To verify whether a given model can accurately estimate the target estimand of interest, one might generate data to simulate the assumed data generating process, define a treatment effect, and estimate the target treatment effect and evaluate how well a given model recovers the estimand.
I am new to simulation, and I notice in other works that causal effects (whether these be treatment $\rightarrow$ outcome, confounder $\rightarrow$ outcome, confounder $\rightarrow$ treatment, etc.) are often specified in the aggregate. I.e., I might define and simulate my DGP as:
Outcome = Treatment(0.75) + Confounder$_1$(0.33) + Confounder$_2$(1.05) + ...

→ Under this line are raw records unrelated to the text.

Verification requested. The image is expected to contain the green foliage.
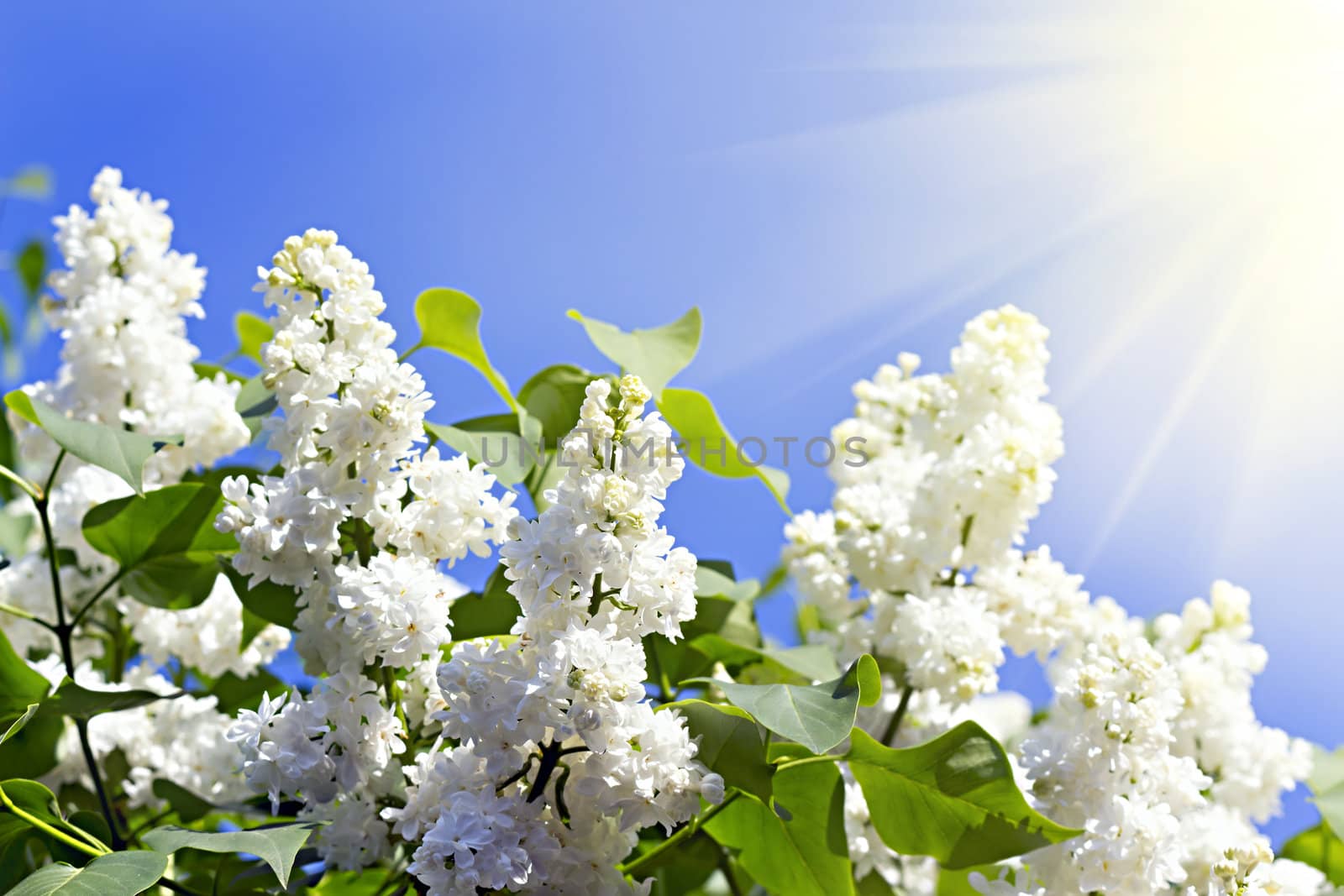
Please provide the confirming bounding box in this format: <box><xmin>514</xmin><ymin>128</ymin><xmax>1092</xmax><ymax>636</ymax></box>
<box><xmin>234</xmin><ymin>312</ymin><xmax>276</xmax><ymax>364</ymax></box>
<box><xmin>83</xmin><ymin>482</ymin><xmax>238</xmax><ymax>609</ymax></box>
<box><xmin>144</xmin><ymin>822</ymin><xmax>320</xmax><ymax>887</ymax></box>
<box><xmin>448</xmin><ymin>564</ymin><xmax>520</xmax><ymax>641</ymax></box>
<box><xmin>38</xmin><ymin>679</ymin><xmax>175</xmax><ymax>719</ymax></box>
<box><xmin>0</xmin><ymin>632</ymin><xmax>62</xmax><ymax>778</ymax></box>
<box><xmin>406</xmin><ymin>287</ymin><xmax>517</xmax><ymax>411</ymax></box>
<box><xmin>4</xmin><ymin>390</ymin><xmax>181</xmax><ymax>495</ymax></box>
<box><xmin>219</xmin><ymin>558</ymin><xmax>298</xmax><ymax>631</ymax></box>
<box><xmin>517</xmin><ymin>364</ymin><xmax>596</xmax><ymax>450</ymax></box>
<box><xmin>704</xmin><ymin>763</ymin><xmax>855</xmax><ymax>896</ymax></box>
<box><xmin>425</xmin><ymin>412</ymin><xmax>542</xmax><ymax>486</ymax></box>
<box><xmin>9</xmin><ymin>851</ymin><xmax>168</xmax><ymax>896</ymax></box>
<box><xmin>845</xmin><ymin>721</ymin><xmax>1082</xmax><ymax>867</ymax></box>
<box><xmin>664</xmin><ymin>700</ymin><xmax>774</xmax><ymax>799</ymax></box>
<box><xmin>569</xmin><ymin>307</ymin><xmax>701</xmax><ymax>397</ymax></box>
<box><xmin>703</xmin><ymin>654</ymin><xmax>882</xmax><ymax>753</ymax></box>
<box><xmin>659</xmin><ymin>388</ymin><xmax>790</xmax><ymax>513</ymax></box>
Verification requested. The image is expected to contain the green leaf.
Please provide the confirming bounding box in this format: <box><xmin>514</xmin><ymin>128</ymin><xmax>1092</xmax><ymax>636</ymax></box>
<box><xmin>4</xmin><ymin>390</ymin><xmax>181</xmax><ymax>495</ymax></box>
<box><xmin>1306</xmin><ymin>747</ymin><xmax>1344</xmax><ymax>831</ymax></box>
<box><xmin>219</xmin><ymin>558</ymin><xmax>298</xmax><ymax>628</ymax></box>
<box><xmin>9</xmin><ymin>851</ymin><xmax>168</xmax><ymax>896</ymax></box>
<box><xmin>0</xmin><ymin>632</ymin><xmax>65</xmax><ymax>778</ymax></box>
<box><xmin>701</xmin><ymin>654</ymin><xmax>880</xmax><ymax>753</ymax></box>
<box><xmin>448</xmin><ymin>564</ymin><xmax>522</xmax><ymax>641</ymax></box>
<box><xmin>143</xmin><ymin>822</ymin><xmax>321</xmax><ymax>888</ymax></box>
<box><xmin>234</xmin><ymin>312</ymin><xmax>276</xmax><ymax>364</ymax></box>
<box><xmin>38</xmin><ymin>679</ymin><xmax>180</xmax><ymax>719</ymax></box>
<box><xmin>234</xmin><ymin>374</ymin><xmax>278</xmax><ymax>441</ymax></box>
<box><xmin>153</xmin><ymin>778</ymin><xmax>215</xmax><ymax>825</ymax></box>
<box><xmin>425</xmin><ymin>412</ymin><xmax>544</xmax><ymax>485</ymax></box>
<box><xmin>704</xmin><ymin>763</ymin><xmax>855</xmax><ymax>896</ymax></box>
<box><xmin>569</xmin><ymin>307</ymin><xmax>701</xmax><ymax>398</ymax></box>
<box><xmin>657</xmin><ymin>388</ymin><xmax>790</xmax><ymax>513</ymax></box>
<box><xmin>1278</xmin><ymin>824</ymin><xmax>1344</xmax><ymax>884</ymax></box>
<box><xmin>517</xmin><ymin>364</ymin><xmax>598</xmax><ymax>448</ymax></box>
<box><xmin>3</xmin><ymin>165</ymin><xmax>54</xmax><ymax>202</ymax></box>
<box><xmin>83</xmin><ymin>482</ymin><xmax>238</xmax><ymax>609</ymax></box>
<box><xmin>659</xmin><ymin>700</ymin><xmax>774</xmax><ymax>799</ymax></box>
<box><xmin>407</xmin><ymin>287</ymin><xmax>519</xmax><ymax>411</ymax></box>
<box><xmin>845</xmin><ymin>721</ymin><xmax>1082</xmax><ymax>869</ymax></box>
<box><xmin>13</xmin><ymin>239</ymin><xmax>47</xmax><ymax>307</ymax></box>
<box><xmin>210</xmin><ymin>669</ymin><xmax>291</xmax><ymax>716</ymax></box>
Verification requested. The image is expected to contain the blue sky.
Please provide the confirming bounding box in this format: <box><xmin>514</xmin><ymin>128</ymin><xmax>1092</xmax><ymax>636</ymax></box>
<box><xmin>0</xmin><ymin>2</ymin><xmax>1344</xmax><ymax>833</ymax></box>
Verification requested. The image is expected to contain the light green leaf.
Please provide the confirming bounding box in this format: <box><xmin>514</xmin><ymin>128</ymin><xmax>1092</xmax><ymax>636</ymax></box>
<box><xmin>1278</xmin><ymin>824</ymin><xmax>1344</xmax><ymax>884</ymax></box>
<box><xmin>234</xmin><ymin>312</ymin><xmax>276</xmax><ymax>364</ymax></box>
<box><xmin>153</xmin><ymin>778</ymin><xmax>215</xmax><ymax>825</ymax></box>
<box><xmin>704</xmin><ymin>763</ymin><xmax>855</xmax><ymax>896</ymax></box>
<box><xmin>425</xmin><ymin>412</ymin><xmax>544</xmax><ymax>485</ymax></box>
<box><xmin>9</xmin><ymin>851</ymin><xmax>168</xmax><ymax>896</ymax></box>
<box><xmin>38</xmin><ymin>679</ymin><xmax>181</xmax><ymax>719</ymax></box>
<box><xmin>13</xmin><ymin>239</ymin><xmax>47</xmax><ymax>307</ymax></box>
<box><xmin>659</xmin><ymin>700</ymin><xmax>774</xmax><ymax>799</ymax></box>
<box><xmin>517</xmin><ymin>364</ymin><xmax>600</xmax><ymax>448</ymax></box>
<box><xmin>659</xmin><ymin>388</ymin><xmax>790</xmax><ymax>513</ymax></box>
<box><xmin>83</xmin><ymin>482</ymin><xmax>238</xmax><ymax>609</ymax></box>
<box><xmin>406</xmin><ymin>287</ymin><xmax>517</xmax><ymax>411</ymax></box>
<box><xmin>703</xmin><ymin>654</ymin><xmax>880</xmax><ymax>753</ymax></box>
<box><xmin>0</xmin><ymin>632</ymin><xmax>65</xmax><ymax>778</ymax></box>
<box><xmin>569</xmin><ymin>307</ymin><xmax>701</xmax><ymax>398</ymax></box>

Of course, this definition does not account for any form of effect heterogeneity for either the treatment nor the confounder effects. Assume that I am not interested in estimating heterogenous treatment effects. I am simply interested in estimating the ATT for example, and I want to evaluate different models and see which recovers the target estimand the best. Do I need to worry about simulating potential heterogenous treatment effects? If I omit defining such possible effects from the simulation, is my simulated data inherently not reflective of the "real" data and therefore not informative as a validation check of different models?
Or, in contrast, if I am only interested in average effects, does the correct specification of sub-population-level effects not matter? That doesn't seem quite right to me, although, neither does the manual specification of any heterogenous treatment effect.